The NetPyNE GUI is now being integrated with two widely-used online neuroscience platforms: the Open Source Brain and the Human Brain Project E-BRAINS. This will allow interaction with online repositories to pull data and models into NetPyNE projects from resources such as GitHub, ModelDB, etc. These web platforms will significantly increase the exposure of NetPyNE and allow many more researchers and students to make use of it.
Salvador Durá-Bernal, Assistant Professor at State University of New York Downstate Health Sciences University commented: "We're excited to see the rapidly growing community of NetPyNE users. One of our ultimate goals is to make this tool user-friendly enough such that the 'non-computational community' can use it to, for example, predict outcomes of specific neuromodulatory techniques, or model circuit deficits underlying specific neuropsychiatric disorders like schizophrenia. The new GUI, developed with our partner MetaCell, is really impressive and is driving the continued success and adoption of the tool."

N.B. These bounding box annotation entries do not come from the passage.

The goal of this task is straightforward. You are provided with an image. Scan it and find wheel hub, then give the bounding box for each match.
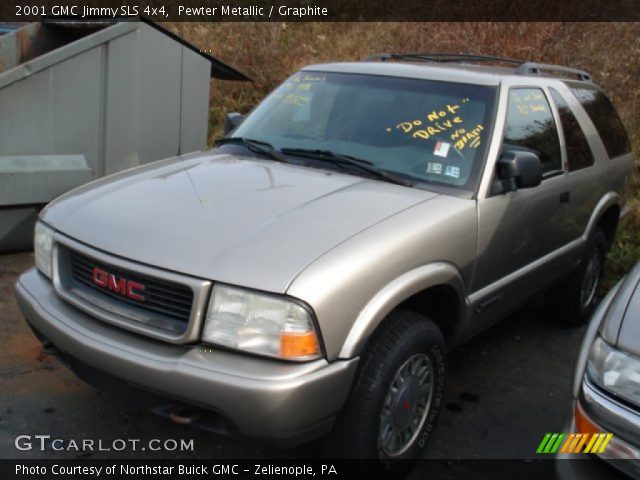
[392,380,419,428]
[378,353,434,457]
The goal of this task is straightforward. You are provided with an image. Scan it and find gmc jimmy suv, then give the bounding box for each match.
[16,54,632,459]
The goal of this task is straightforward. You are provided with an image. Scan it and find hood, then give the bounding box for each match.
[42,151,437,293]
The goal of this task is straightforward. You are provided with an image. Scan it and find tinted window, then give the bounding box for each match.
[233,71,496,190]
[502,88,562,173]
[549,88,595,171]
[569,84,631,158]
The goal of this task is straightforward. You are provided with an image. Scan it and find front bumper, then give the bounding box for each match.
[15,269,358,440]
[556,376,640,480]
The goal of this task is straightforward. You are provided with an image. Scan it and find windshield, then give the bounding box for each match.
[232,71,495,191]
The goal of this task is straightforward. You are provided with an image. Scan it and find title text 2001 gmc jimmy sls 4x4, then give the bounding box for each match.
[16,54,632,459]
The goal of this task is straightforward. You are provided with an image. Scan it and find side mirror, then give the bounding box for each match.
[222,112,244,136]
[498,150,542,192]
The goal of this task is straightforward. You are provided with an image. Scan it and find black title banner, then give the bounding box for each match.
[0,0,640,22]
[0,459,568,480]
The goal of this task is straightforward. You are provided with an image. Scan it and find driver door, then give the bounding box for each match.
[470,87,571,328]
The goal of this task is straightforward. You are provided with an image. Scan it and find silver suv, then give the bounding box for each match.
[16,54,632,459]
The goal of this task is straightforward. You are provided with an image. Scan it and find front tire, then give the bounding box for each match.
[336,311,446,460]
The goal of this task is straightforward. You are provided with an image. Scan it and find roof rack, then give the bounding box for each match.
[516,62,593,82]
[364,52,593,82]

Matteo Cantarelli, CTO and Co-Founder of MetaCell said: "MetaCell shares SUNY and the NetPyNE team's vision of trying to decipher the brain's neural coding mechanisms with far-reaching applications, including developing treatments for brain disorders. Researchers who take advantage of the new NetPyNE GUI will be able to run thousands of parallel simulations to explore how a range of parameters impact neuronal circuits."

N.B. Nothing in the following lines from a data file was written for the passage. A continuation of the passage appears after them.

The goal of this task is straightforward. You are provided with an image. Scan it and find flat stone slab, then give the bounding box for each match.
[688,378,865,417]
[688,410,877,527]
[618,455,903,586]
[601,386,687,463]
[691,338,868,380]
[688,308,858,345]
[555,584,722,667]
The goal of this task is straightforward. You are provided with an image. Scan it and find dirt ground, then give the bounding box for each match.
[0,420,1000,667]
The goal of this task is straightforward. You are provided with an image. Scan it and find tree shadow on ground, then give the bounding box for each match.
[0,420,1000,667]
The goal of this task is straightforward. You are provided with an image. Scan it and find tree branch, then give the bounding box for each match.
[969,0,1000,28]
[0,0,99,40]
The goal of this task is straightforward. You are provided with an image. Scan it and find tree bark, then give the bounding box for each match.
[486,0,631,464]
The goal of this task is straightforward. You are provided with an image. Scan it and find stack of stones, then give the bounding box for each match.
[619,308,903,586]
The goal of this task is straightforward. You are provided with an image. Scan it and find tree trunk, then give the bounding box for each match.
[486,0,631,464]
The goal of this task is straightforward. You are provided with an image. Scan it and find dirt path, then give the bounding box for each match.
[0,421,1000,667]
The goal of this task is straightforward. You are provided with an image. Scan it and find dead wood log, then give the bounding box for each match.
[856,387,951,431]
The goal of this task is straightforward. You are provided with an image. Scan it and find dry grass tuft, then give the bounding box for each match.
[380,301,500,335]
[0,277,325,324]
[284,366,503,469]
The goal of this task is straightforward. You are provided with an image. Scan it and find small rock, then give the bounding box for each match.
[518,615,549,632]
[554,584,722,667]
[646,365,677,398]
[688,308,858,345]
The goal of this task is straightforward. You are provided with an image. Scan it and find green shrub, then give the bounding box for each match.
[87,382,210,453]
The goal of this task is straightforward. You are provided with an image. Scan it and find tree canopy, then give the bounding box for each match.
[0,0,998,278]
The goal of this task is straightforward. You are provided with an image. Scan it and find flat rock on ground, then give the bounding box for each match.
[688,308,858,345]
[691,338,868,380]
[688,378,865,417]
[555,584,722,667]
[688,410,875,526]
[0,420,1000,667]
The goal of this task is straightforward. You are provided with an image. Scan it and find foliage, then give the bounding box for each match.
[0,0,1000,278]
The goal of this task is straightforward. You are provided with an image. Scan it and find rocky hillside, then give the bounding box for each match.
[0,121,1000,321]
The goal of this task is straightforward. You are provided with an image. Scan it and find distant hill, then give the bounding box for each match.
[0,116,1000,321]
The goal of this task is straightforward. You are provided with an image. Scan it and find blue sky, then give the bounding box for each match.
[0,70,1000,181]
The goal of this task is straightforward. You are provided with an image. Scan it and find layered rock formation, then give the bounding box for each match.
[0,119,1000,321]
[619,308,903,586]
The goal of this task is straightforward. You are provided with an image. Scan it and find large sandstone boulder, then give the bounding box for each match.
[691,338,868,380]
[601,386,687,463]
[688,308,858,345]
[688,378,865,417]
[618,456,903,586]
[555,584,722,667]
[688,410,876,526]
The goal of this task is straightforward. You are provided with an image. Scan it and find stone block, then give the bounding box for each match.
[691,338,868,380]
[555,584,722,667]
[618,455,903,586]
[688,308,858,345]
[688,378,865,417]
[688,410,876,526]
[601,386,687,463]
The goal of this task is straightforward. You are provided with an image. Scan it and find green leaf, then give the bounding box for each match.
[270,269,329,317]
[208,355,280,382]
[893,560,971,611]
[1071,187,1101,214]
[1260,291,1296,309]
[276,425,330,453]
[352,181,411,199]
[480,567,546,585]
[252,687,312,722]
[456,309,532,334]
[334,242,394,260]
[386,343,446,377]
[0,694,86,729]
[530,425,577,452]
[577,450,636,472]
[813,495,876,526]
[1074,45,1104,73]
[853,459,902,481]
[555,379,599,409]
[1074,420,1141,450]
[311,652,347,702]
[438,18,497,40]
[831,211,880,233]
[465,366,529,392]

NetPyNE website | NetPyNE GUI | NetPyNE tutorials | NetPyNE GitHub
SUNY Downstate Health Sciences University (Downstate) is a public medical school and hospital in New York City. It is part of the State University of New York (SUNY), the largest comprehensive system of universities, colleges, and community colleges in the United States, with over $1 Billion in research funding in FY2019. SUNY Downstate is the only academic medical center for health education, research, and patient care serving Brooklyn’s 2.5 million residents, and it is also the only healthcare facility in Brooklyn that holds the Nobel Prize in Medicine or Physiology. Downstate’s research spans the entire “bench to bedside” spectrum as an integrated entity, bringing together basic scientists, clinical researchers, and practitioners with common interests. Research programs range from explorations focused on the development of new treatments and therapeutics to faculty and student-led research driving groundbreaking innovations in health and medicine.

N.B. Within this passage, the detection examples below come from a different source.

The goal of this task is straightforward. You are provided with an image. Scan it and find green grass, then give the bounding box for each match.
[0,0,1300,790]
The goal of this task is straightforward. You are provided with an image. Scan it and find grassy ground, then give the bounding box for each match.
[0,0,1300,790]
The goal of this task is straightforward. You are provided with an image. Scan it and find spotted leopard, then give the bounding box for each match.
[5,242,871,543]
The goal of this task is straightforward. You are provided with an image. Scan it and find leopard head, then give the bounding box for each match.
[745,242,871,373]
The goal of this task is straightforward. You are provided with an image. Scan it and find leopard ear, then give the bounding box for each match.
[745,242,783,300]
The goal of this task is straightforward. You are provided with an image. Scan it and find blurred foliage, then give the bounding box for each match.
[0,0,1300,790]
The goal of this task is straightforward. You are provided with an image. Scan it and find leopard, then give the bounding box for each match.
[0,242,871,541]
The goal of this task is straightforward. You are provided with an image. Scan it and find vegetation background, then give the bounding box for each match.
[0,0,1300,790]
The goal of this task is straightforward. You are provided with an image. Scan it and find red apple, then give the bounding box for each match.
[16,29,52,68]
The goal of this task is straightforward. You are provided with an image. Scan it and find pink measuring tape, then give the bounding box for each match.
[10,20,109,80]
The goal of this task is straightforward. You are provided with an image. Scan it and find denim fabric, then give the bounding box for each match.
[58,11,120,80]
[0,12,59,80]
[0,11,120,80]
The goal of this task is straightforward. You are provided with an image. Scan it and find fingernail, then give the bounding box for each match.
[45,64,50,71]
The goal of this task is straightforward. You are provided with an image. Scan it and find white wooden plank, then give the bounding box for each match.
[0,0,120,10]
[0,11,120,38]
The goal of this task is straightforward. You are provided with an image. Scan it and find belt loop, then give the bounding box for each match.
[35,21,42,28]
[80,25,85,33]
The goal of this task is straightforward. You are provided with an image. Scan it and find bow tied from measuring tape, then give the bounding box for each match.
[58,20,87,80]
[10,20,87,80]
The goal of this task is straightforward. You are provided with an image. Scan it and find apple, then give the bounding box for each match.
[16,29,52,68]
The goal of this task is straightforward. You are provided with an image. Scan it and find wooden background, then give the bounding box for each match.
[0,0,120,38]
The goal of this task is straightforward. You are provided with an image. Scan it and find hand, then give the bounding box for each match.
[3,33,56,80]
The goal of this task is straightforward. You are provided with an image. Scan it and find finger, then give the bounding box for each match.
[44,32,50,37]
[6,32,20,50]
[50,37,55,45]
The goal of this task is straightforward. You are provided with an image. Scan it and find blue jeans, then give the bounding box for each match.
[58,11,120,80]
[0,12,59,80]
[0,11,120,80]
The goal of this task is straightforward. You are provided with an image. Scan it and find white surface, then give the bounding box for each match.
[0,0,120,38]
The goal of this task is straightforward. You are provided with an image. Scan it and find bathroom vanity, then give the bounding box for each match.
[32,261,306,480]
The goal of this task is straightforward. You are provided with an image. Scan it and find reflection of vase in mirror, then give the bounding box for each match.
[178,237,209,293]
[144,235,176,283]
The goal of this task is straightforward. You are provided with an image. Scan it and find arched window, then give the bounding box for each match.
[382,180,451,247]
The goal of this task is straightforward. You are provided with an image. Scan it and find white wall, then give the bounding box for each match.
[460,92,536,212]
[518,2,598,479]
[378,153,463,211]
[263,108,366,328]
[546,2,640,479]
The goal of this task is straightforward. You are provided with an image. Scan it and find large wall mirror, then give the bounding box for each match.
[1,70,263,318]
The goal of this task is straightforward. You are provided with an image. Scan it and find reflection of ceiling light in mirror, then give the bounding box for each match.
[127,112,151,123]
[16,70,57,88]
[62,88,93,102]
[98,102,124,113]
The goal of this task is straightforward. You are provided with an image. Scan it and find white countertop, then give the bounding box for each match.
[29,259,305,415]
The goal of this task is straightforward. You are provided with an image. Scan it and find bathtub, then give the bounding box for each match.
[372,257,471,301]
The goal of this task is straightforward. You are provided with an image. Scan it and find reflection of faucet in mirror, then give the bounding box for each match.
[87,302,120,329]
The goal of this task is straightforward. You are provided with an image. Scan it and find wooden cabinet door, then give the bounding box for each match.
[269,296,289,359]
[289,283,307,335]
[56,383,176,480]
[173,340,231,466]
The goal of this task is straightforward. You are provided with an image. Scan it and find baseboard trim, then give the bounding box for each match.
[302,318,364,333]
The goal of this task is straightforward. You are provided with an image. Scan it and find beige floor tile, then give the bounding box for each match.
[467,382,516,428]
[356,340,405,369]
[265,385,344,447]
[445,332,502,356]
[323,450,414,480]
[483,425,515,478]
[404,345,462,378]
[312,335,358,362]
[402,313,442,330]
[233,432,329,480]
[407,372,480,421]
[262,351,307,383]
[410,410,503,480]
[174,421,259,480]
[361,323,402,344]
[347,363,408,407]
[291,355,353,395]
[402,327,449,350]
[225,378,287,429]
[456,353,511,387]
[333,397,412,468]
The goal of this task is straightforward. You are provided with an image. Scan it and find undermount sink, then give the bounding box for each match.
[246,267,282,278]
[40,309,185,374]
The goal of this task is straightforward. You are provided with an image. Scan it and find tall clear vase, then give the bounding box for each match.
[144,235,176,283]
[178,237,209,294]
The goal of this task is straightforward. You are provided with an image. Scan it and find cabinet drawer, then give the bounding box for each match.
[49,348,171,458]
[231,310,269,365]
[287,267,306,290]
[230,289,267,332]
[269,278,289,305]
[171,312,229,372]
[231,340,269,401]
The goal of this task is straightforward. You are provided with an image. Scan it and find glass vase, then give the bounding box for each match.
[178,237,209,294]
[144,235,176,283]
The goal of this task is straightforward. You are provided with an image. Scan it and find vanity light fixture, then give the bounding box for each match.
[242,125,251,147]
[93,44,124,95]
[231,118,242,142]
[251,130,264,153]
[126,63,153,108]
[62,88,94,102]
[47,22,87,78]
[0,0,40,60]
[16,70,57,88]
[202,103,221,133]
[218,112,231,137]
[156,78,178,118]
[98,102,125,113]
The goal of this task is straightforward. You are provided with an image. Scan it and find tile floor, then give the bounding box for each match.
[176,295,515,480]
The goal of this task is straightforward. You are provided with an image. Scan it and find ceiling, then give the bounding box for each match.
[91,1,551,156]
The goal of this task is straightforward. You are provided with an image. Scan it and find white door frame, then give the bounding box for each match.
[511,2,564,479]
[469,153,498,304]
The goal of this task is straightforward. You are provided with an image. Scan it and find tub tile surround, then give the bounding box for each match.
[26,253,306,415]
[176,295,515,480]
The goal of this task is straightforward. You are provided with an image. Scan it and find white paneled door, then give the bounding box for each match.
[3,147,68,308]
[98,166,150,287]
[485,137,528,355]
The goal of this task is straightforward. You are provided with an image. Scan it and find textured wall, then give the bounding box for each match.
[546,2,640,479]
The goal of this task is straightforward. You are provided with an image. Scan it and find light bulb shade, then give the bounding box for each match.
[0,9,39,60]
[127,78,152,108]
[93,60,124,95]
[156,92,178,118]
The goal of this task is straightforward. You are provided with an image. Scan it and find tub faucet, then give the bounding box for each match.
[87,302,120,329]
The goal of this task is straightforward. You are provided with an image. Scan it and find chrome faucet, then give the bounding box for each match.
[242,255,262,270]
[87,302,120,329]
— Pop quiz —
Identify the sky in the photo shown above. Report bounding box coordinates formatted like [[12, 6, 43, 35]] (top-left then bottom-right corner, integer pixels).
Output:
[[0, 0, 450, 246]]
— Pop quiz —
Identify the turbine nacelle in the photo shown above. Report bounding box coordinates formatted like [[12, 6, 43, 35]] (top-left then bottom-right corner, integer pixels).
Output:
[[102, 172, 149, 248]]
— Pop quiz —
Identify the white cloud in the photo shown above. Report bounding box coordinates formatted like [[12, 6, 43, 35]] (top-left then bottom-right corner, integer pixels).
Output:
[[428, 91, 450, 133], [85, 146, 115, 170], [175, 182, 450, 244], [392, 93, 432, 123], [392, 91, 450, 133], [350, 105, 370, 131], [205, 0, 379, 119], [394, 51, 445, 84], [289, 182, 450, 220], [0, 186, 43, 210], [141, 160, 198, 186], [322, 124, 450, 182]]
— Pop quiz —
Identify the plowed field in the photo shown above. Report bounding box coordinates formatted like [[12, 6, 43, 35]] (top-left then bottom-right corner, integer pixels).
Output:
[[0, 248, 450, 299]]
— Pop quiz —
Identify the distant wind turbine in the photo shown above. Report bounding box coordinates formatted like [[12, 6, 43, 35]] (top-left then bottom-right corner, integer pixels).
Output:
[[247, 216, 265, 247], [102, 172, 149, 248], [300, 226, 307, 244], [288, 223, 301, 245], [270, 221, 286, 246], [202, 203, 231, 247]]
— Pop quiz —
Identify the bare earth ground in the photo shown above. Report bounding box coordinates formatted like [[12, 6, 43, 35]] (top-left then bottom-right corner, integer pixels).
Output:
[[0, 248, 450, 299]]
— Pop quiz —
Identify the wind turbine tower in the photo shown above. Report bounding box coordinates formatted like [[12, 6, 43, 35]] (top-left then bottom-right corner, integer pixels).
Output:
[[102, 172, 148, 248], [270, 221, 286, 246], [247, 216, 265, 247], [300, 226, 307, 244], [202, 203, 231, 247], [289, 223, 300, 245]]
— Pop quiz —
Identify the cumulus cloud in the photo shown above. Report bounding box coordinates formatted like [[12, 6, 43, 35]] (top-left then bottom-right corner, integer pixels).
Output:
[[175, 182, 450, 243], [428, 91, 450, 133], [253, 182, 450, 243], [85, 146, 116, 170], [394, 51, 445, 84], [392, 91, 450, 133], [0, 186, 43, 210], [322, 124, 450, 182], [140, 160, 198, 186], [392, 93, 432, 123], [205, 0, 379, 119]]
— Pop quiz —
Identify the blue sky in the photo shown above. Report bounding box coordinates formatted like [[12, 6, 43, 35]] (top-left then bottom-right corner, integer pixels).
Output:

MetaCell is a life science-focused software company composed of PhD-level scientists and software engineers, with deep domain expertise in computational neuroscience, molecular biology, data science, and enterprise-grade online software development. MetaCell works at the interface of cutting edge bioinformatics and the broader research community, helping build collaborative online platforms that facilitate communication and lead to better insights. MetaCell’s partners include Biogen, Pfizer, University College London (UCL), Arizona State University (ASU), State University of New York (SUNY), University of Edinburgh, The International Neuroinformatics Coordinating Facility (INCF), The European Bioinformatics Institute (EMBL-EBI), The Centre for Addiction and Mental Health (CAMH), and many more.